Per la Cassazione non può essere considerata quel «pagamento integrale» necessario per la non punibilità di cui all’art. 13 del DLgs. 74/2000

Di Maria Francesca ARTUSI

La compensazione del debito IVA non può rilevare “automaticamente” ai fini della causa di non punibilità prevista per il reato di omesso versamento ai sensi dell’art. 10-ter del DLgs. 74/2000.

Va ricordato, in proposito, che l’art. 13 del DLgs. 74/2000 – così come modificato dal DLgs. 158/2015 – ha introdotto la possibilità di esclusione della punibilità per alcuni reati tributari, elenco di recente esteso anche alle dichiarazioni fraudolente a opera del DL 124/2019 convertito. Per quanto riguarda l’omesso versamento IVA, la disposizione citata prevede che tale fattispecie non sia punibile se, prima della dichiarazione di apertura del dibattimento di primo grado, i debiti tributari, comprese sanzioni amministrative e interessi, sono stati estinti mediante integrale pagamento degli importi dovuti, anche a seguito delle speciali procedure conciliative e di adesione all’accertamento previste dalle norme tributarie, nonché del ravvedimento operoso.

Alla luce di tale disposizione, la Corte di Cassazione, nella sentenza n. 17806 depositata ieri, è chiamata a confrontarsi con la possibile rilevanza della compensazione rispetto al requisito – a dire il vero molto dibattuto – dell’integrale pagamento del debito fiscale.
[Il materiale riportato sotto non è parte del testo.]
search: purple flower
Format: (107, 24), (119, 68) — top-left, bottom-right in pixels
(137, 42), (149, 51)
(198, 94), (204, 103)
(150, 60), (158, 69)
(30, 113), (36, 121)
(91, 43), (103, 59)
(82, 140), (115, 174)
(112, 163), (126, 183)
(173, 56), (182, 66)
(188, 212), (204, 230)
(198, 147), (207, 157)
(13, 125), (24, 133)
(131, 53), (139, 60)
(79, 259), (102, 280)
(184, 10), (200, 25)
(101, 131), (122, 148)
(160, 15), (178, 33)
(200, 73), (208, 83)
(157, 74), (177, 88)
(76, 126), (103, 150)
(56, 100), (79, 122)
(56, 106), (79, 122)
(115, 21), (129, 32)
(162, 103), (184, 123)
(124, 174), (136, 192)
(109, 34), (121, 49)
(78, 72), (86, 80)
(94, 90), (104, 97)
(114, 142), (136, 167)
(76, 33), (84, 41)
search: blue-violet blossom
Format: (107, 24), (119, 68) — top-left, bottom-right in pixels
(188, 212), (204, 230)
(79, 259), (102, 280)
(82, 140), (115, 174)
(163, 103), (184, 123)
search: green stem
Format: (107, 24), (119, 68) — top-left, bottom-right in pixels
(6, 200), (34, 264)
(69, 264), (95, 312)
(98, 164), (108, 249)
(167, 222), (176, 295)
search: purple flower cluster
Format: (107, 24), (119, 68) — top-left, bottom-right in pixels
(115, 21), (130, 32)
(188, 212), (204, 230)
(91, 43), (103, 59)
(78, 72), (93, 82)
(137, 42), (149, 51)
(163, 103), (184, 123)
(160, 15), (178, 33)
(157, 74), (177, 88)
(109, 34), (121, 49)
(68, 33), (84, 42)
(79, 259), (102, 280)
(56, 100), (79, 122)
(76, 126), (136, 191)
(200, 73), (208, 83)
Il procedimento attiene alla condanna a quattro mesi di reclusione, oltre alle sanzioni accessorie e al pagamento delle spese processuali, per il reato di cui all’art. 10-ter del DLgs. 74/2000 nei confronti del legale rappresentante di una srl che aveva omesso di versare nei termini di legge l’IVA dovuta, nella misura di circa 2 milioni di euro.
Il ricorrente, tra l’altro, invocava la possibilità di far valere la causa di non punibilità conseguente al pagamento del debito, in virtù di un’avvenuta compensazione.

Nelle motivazioni della sentenza viene, innanzitutto, escluso che la compensazione di diritto, ove maturata prima della scadenza dell’obbligo di versamento dell’IVA, sia idonea a estinguere in radice il debito stesso sicché non potrebbe parlarsi, evidentemente, del pagamento di un debito che sarebbe, già di per sé, inesistente.

In secondo luogo, e muovendo allora dall’ipotesi che, invece, la compensazione di specie sia maturata (come parrebbe ricavabile dalla sentenza di merito) successivamente alla scadenza dell’obbligo di versamento, va rilevato che il dettato del citato art. 13, che fa espresso riferimento al “pagamento”, in esso includendo anche ipotesi specifiche derivanti da istituti di natura conciliativa, non consente di includervi l’ipotesi della compensazione legale, che rientra, per espressa qualificazione del codice civile, tra i “modi di estinzione delle obbligazioni diversi dall’adempimento”, ovvero, in altri termini, diversi proprio dal pagamento.
Viene, così, ritenuto che la compensazione invocata dal ricorrente nel caso in esame non sia funzionale all’applicabilità della causa di esclusione della punibilità.

Tale lettura – nella brevità delle argomentazioni con cui viene trattato il tema – sembrerebbe fondarsi sulla ratio dell’art. 13 medesimo che consiste nell’interesse (concreto) che ha l’ordinamento a incentivare comportamenti antagonisti al fatto criminoso: cioè un comportamento successivo alla commissione del reato (nel caso il pagamento integrale), che elimina l’offesa al bene giuridico tutelato dalla norma (così Cass. n. 37083/2018).

Altrettanto rigorosa e restrittiva è la presa di posizione della sentenza in esame in riferimento alla possibile rilevanza della crisi di liquidità ai fini dell’esclusione dei reati di omesso versamento delle imposte. La Cassazione ribadisce qui la necessità di assolvere, da parte dell’interessato, a puntuali oneri di allegazione che devono investire non solo l’aspetto della non imputabilità al contribuente della improvvisa crisi economica, ma anche quello della necessità di adottare le misure idonee a fronteggiarla, anche attingendo al proprio personale patrimonio (tra le tante, Cass. nn. 20266/2014 e 5467/2014).
Nel caso di specie, non è stato pertanto ritenuto sufficiente il riferimento a una generica crisi d’impresa, né tantomeno alla scelta imprenditoriale di pagare le scadenza più imminenti trascurando i debiti erariali, tale fatto, anzi dimostrando, comunque, la suitas della condotta e la mancanza, inoltre, di qualsiasi causa di forza maggiore.